Sen. Claire McCaskill, who chairs a subcommittee on contracting oversight, said the report, if true, “paints a deeply disturbing picture.” The Missouri Democrat said the findings underscored the need to hold government officials accountable for the tax dollars they spent on such projects.

“At a time when Congress can’t seem to find the money to build roads and bridges here at home, we continue to see the maddening consequences of poor federal planning and oversight of big, taxpayer-funded infrastructure projects overseas,” McCaskill said in a statement.

The Pentagon will continue to provide subsidized fuel to the Afghan government through September 2015, tapering the amount over the preceding months from 400,000 gallons in June 2014 to 50,000 gallons in September 2015, at which point the subsidies are scheduled to end.

Afghan officials reportedly told Special Inspector General John Sopko that without the subsidies, the country’s power utility couldn’t afford to keep the generators running.

If that happens, Sopko wrote in Tuesday’s report, “it seems possible that thousands of homes and businesses in Kandahar will no longer have access to electricity.”

The U.S. has spent billions to upgrade Afghanistan’s decrepit power grid, with much of the work assigned to engineering firm Black & Veatch, based in Overland Park, Kan., and its former partner, Louis Berger Group of Morristown, N.J.

In 2010, the U.S. Agency for International Development in Afghanistan came under fire for awarding a $266 million sole-source contract to Black & Veatch to refurbish the Kajaki Dam in southern Afghanistan, a project that included adding a third turbine.

The turbine could help offset the loss in power that’s expected when fuel subsidies end, Sopko wrote in Tuesday’s report.
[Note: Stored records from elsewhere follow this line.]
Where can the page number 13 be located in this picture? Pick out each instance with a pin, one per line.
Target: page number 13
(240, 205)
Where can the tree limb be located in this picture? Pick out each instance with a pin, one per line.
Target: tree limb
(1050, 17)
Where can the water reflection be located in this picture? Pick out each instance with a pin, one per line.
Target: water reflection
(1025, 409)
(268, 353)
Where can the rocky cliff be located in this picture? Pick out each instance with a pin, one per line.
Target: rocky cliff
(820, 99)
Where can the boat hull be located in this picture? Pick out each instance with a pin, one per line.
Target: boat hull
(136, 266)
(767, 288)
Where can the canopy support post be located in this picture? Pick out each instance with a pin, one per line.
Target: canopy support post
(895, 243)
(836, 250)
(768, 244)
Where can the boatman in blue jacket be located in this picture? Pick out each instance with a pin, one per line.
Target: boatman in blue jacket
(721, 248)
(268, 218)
But he said installation probably wouldn’t be completed until late next year at the earliest.

Even after the turbine finally comes online, Sopko wrote, the dam won’t be able to generate enough power to meet all of Kandahar’s needs.

He warned that if electric service to the Kandahar region is compromised, “the U.S. government may lose some of the hard-earned counterinsurgency and economic gains made over the last few years.”
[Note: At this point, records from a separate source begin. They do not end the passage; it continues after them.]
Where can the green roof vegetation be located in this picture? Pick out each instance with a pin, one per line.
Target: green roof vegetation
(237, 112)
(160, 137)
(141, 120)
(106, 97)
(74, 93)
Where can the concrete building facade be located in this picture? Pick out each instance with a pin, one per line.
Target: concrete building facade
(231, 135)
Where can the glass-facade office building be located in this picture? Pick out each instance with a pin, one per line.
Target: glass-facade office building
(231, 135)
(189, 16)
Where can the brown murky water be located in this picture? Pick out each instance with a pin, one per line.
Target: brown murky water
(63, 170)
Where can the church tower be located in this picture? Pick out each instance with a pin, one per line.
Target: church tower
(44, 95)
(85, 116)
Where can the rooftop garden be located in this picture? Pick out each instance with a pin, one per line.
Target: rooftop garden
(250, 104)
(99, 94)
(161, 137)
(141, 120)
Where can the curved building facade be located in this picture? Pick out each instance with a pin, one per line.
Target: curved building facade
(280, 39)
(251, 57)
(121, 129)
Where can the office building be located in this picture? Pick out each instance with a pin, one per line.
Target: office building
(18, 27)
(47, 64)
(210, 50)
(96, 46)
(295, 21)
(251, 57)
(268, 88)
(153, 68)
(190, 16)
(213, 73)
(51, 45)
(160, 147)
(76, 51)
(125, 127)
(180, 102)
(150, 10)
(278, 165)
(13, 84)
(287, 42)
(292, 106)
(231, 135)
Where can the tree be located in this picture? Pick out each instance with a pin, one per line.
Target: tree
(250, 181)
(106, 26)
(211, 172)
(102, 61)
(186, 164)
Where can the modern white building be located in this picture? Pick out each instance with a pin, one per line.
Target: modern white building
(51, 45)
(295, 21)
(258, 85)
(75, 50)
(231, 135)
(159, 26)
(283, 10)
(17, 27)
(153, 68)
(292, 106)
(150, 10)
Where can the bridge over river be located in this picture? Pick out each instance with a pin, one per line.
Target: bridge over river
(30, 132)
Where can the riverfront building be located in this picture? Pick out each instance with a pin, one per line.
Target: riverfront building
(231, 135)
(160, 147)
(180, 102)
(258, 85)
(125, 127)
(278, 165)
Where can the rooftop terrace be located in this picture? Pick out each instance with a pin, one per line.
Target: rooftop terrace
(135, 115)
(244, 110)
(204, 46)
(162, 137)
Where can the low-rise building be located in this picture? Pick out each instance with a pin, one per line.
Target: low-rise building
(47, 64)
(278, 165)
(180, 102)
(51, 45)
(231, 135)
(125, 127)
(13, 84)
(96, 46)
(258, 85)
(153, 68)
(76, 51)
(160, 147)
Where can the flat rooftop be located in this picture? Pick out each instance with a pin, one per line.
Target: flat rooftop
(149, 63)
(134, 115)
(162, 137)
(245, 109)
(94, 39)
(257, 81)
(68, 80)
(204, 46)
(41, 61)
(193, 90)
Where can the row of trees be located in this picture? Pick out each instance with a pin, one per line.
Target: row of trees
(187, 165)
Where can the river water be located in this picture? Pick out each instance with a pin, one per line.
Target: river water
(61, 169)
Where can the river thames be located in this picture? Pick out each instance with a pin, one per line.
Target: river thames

Black & Veatch spokesman Patrick MacElroy said the contractor had finished construction and turnover of the power system upgrade work for USAID last December.

That project has since been turned over to Afghans to complete, although records show that last year the USAID negotiated a sole-source contract extension for Black & Veatch to continue providing technical assistance on the dam until Nov. 30, 2015.

“We are proud of our role in the successful completion of numerous infrastructure projects throughout Afghanistan,” MacElroy said in a statement. “Our work has helped to bring power to thousands of the country’s hospitals, schools, businesses and homes that previously lacked service.”

“The U.S. government never intended diesel generators to be a permanent solution for Kandahar’s power needs,” said Larry Sampler, the assistant to the administrator in the Office of Afghanistan and Pakistan Affairs at USAID. “The long-term plan is for the Afghan power company DABS to provide Afghanistan with the power it needs from less expensive sources and for the users to pay for it. USAID has helped DABS to acquire the technology, the training and the capacity needed to provide reliable and affordable electricity to the people of Afghanistan.”

In its written response to the special inspector general’s report, the agency said it was studying the possibility of funding a solar power plant and new hydroelectric turbine at Dahla Dam nearby, but Sopko dismissed the tight deadlines and cost estimates of those proposals as unrealistic.